The state of mind of a newly-independent type deserves meticulous deciphering. You are suddenly inundated with free time, up until then a mythical construct aimed at surviving years of toil in someone else’s office. Now that you have it you can’t make anything of it, because you are also inundated with a crippling dose of anxious anticipation. Should you focus on enjoyment? But all forms of enjoyment – travel, restaurants, Salsa classes – are suddenly too expensive and you have to watch your pocket now more than ever. Should you focus on upgrading your skills as a professional? But it is not entirely clear which is more important: reading up on case-law, observing court proceedings or meeting people to get work? Should you not stress so much and simply relax while there is still time, before things get busy again? But then, you might forever carry the guilt of not making the most of this time!

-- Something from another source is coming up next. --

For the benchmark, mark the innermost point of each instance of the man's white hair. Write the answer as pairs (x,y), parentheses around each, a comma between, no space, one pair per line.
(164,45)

In the end, you get exhausted from weighing the options and resign yourself to doing absolutely nothing until the universe gives you an answer. In other words, you procrastinate. As such, it is entirely unremarkable to find a newly independent type sitting at home or in a cost-pooled office, dressed for court, playing card games on a computer or staring blankly at a pile of books on a desk or watering plants in a balcony.

By the fourth month of my ‘independence’ the balcony plants passed away from a water overdose, visibly undermining the hypothesised merits of procrastination. In a last ditch attempt to salvage the situation, I brought Kakaji home. A black miniature dachshund, 45 days old, drastically more responsive than the dead inanimates in my balcony and comfortably less responsive than the invariably opinionated species I belong to.

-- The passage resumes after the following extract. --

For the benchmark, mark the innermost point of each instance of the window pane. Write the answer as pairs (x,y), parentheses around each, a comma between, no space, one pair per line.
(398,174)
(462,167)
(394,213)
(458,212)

One would have thought that a dog barely bigger than a rodent would go through life trying to be congenial, but then one would not have known Kakaji. He feigned some initial interest in my ruminations – the admirable resilience of an office swivel chair in the face of an unfamiliar heavy bottom, the often wasted potential of post-its as temporary placeholders without any regard for their utility for systematic tagging by colour and size, the negative Vastu behind the tragic events of the balcony – but quickly ran out of patience.

Through persistent snout-butts, whines and wriggles out of my arms it was made clear to me that he had no interest in moping about my office-by-day-bedroom-by-night. The loss of this final alibi left me with no option but to accept the pointlessness of the space-time-anxiety continuum borne out of my decision to go independent, and do something about it.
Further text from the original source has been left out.